(58)【調査した分野】(Int.Cl.,DB名)
【発明を実施するための形態】
【0018】
以下、本発明の実施形態について、図面を参照して詳細に説明する。なお、第2実施形態以降の説明において、第1実施形態と共通する構成については同一の符号を付し、その説明を省略する。
【0019】
<便器装置>
[第1実施形態]
図1は、本発明の第1実施形態に係る便器装置1の部分断面側面図である。
図1に示すように、本実施形態に係る便器装置1は、便器100と、排出装置110と、洗浄装置120と、地下等に設けられた図示しない汲み取り式の便槽と、を備える簡易水洗式の便器装置である。なお、
図1に示す便器装置1では、後述する排出装置110のフラッパ弁112が閉じている状態を示している。
【0020】
図1に示すように、便器100は、便器本体101と、便鉢102と、を備える。この便器100は、衛生陶器により形成される。
【0021】
便器本体101は、上面に開口が形成されており、前方周壁部101aと、後方周壁部101bと、を備える。

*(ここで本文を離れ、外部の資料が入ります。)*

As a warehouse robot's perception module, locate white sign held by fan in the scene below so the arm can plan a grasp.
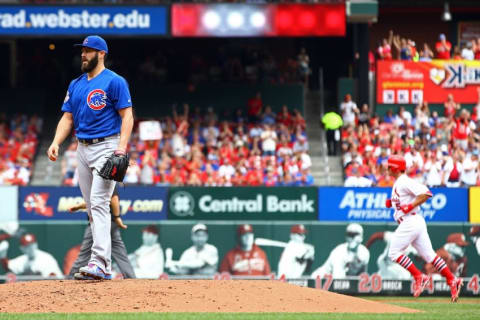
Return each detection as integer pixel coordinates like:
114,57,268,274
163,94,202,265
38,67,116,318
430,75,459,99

前方周壁部101aは、前方側の上面周縁から下方に向かうに従い、内側に湾曲して形成される。前方周壁部101aの下端は、床FLに当接している。この前方周壁部101aの内側には、後述する便鉢102が配置される。
後方周壁部101bは、後方側の上面周縁から略鉛直下方に延びた後、内側に湾曲して形成される。後方周壁部101bの下端は、床FLに当接している。この後方周壁部101bの内側には、後述する排出装置110の移動機構117が配置される。
【0022】
便鉢102は、上述したように前方周壁部101aの内側に配置される。便鉢102は、前方傾斜部102aと、後方傾斜部102bと、図示しない右側傾斜部及び左側傾斜部と、リム通水路102cと、排出口102dと、を備える。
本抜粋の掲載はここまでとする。